Qian Xueshen mengerti maksudnya dan memiliki pemikiran yang sama. Napas dingin ular itu terlalu berbahaya; sekali terkena, tidak akan ada yang bisa menyelamatkannya. Bagaimana mungkin dia membiarkan gadis itu mengambil risiko berhenti untuk menangkapnya?
Keluarga Tao selalu membalas hutang, baik hutang ucapan terima kasih maupun hutang dendam.
“Kalian berdua, santai saja. Aku akan mencari pemantik api dulu." Qian Xueshen berpura-pura tenang dan berbicara dengan nada lembut.
Cai Zhao mempercayainya dan terus mengayunkan pedangnya, berusaha keras untuk mengusir ular itu kembali.
Tiba-tiba, sebuah ledakan dahsyat mengguncang gua es. Ledakan itu melemparkan Qian Xueshen ke belakang dengan keras.
Retakan dalam muncul di dinding es dan meluas dengan cepat.

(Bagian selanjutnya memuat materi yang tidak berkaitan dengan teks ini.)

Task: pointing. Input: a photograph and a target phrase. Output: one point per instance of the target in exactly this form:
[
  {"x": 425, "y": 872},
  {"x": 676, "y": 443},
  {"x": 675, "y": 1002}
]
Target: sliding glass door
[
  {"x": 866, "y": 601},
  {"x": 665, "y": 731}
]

Aliran air yang deras, yang tertahan selama berabad-abad, meledak dengan kekuatan yang menggelegar. Kolom air yang besar melesat langsung ke arah Mu Qingyan, Cai Zhao, dan ular raksasa itu.
Airnya memang mengalir—dan panas.
Ada sumber air panas di bawah gunung salju.
Satu semburan air menjadi tiga, lalu tujuh... Retakan di dinding es bertambah banyak hingga seluruh struktur hancur. Banjir besar air panas mengalir ke dalam gua es.
Dalam sekejap, sarang ular raksasa itu tenggelam dalam hamparan air yang luas.